Figure 5. PGLYRP-2^-/- fibroblasts have low responsiveness to bacteria and cytokines, which is reconstituted by PGLYRP-2; MDP induces expression of PGLYRP-2 in the feet through activation of Nod2; and PGLYRP-2 activates IL-8 and NF-κB and synergizes with TLR2 and TLR4

(A) IL-6, CXCL-1, and CCL-12 production by paw fibroblasts from WT and PGLYRP-2^-/- mice cultured with the indicated stimulants. (B) IL-6 mRNA in paw fibroblasts from WT and PGLYRP-2^-/- mice cultured with the indicated stimulants and reconstitution of the WT-level response in fibroblasts from PGLYRP-2^-/- mice cultured with 1 μg/ml of recombinant mouse PGLYRP-2 protein, but not recombinant mouse albumin (rMSA). (C) PGLYRP-2 mRNA in paw fibroblasts from WT and PGLYRP-2^-/- mice cultured with the indicated stimulants. (A-C) means ± SE of 3 experiments; significance of differences (WT vs PGLYRP-2^-/- cells or rMSA vs PGLYRP-2 protein) is indicated by asterisks. (D) Increase in the amounts of mRNA for PGLYRP-1, PGLYRP-2, PGLYRP-3, and PGLYRP-4 in the feet of WT, PGLYRP-2^-/-, Nod2^-/-, and TLR4^-/- mice 6 hrs after intravenous injection of 100 μg MDP, measured by qPCR and expressed as the ratios of the amount of mRNA in MDP-injected to buffer-injected mice (means ± SE of 6-12 mice/group, significance of increase is indicated by asterisks). (E) Kinetics of induction of PGLYRP-2 mRNA in the feet of WT mice after intravenous injection of 100 μg MDP (means ± SE of 6 mice/group). (F) Induction of PGLYRP-2 transcription in HEK293 cells transfected with PGLYRP-2 promoter-luciferase and control plasmid DNA (-) or increasing concentrations of Nod2 (means ± SE of 4 cultures from 2 experiments). (G, H) Induction of IL-8 transcription or NF-κB in HEK293 cells transfected with control DNA, PGLYRP-2, and TLR2 (G), or control DNA, PGLYRP-2, and TLR4 (plus CD14 and MD-2) (H), alone or in combination, after stimulation with Micrococcus, Enterobacter, or ReLPS, or no stimulation; means ± SE of 7 (G) or 4 (H) experiments, significance of differences of PGLYRP-2 vs control DNA or PGLYRP-2+TLR vs TLR is indicated by asterisks. *, P≤0.05; * *, P≤0.005.

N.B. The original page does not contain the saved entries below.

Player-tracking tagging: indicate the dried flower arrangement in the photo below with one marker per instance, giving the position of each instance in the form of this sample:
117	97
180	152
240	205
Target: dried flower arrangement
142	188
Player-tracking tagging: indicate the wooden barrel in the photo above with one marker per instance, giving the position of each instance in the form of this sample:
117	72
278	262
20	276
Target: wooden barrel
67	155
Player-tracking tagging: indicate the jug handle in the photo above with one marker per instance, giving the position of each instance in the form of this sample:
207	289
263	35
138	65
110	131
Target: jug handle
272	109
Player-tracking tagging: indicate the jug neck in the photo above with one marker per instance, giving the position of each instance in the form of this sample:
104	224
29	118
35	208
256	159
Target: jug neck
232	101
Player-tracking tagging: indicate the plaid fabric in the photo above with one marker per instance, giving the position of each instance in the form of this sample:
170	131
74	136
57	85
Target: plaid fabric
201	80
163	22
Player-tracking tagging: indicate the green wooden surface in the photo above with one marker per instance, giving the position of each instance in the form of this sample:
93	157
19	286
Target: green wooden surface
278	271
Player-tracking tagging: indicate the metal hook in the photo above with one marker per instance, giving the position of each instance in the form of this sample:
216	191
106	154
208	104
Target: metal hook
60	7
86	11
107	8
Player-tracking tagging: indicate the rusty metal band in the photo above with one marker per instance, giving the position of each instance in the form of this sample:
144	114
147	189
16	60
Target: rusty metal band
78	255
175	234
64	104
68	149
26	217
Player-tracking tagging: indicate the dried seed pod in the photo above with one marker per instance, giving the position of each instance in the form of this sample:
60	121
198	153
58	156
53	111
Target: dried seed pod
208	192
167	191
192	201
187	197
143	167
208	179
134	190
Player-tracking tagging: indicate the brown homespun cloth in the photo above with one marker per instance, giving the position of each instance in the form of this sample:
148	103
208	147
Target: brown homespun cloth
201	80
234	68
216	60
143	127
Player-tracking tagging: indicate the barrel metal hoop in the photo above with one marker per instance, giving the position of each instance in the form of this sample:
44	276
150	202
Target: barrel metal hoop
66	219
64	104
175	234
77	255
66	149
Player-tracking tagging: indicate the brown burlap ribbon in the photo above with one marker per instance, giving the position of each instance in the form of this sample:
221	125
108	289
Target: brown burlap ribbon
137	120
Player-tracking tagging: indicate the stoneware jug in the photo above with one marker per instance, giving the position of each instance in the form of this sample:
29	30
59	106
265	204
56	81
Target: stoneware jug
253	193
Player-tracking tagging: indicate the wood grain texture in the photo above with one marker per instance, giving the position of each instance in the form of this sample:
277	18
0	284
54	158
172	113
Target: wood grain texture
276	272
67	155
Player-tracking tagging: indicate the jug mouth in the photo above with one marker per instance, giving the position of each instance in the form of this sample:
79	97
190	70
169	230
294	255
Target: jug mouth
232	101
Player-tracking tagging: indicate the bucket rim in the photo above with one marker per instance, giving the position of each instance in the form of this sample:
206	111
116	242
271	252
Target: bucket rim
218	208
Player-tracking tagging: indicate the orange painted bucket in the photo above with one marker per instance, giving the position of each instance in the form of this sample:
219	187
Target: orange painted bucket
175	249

Figure 6. TLR4, MyD88, and PMNs are required for the development of peptidoglycan- or MDP-induced acute arthritis

(A) Swelling and erythema of ankles and feet in TLR2^-/- but not in TLR4^-/- mice after intravenous injection of 200 μg of PGN. (B) Arthritis scores and incidence in TLR2^-/-, TLR4^-/-, and MyD88^-/- mice after intravenous injection of 200 μg of PGN or 100 μg of MDP; or in WT mice after intravenous injection of 10 μg of ReLPS; means ± SE of 12-20 mice/group. (C) Expression of chemokine and cytokine mRNA in the feet of TLR4^-/- mice after intravenous injection of 100 μg of MDP, determined as in Figure 3. (D) Arthritis scores and incidence in WT mice treated with control IgG or anti-PMN mAb after intravenous injection of 200 μg of PGN or 100 μg of MDP; means ± SE of 10 mice/group. (E) Blood PMNs from untreated TLR4^-/- and MyD88^-/- mice, in contrast to WT mice, do not express CD11b integrin detected on Western blot.

Figure 7. Proposed sequence of events leading to PGN- or MDP-induced local inflammation and arthritis

The chart indicates temporal sequence of events and does not imply direct signal transduction pathways. TLR4 permits maturation of PMNs before exposure to PGN or MDP.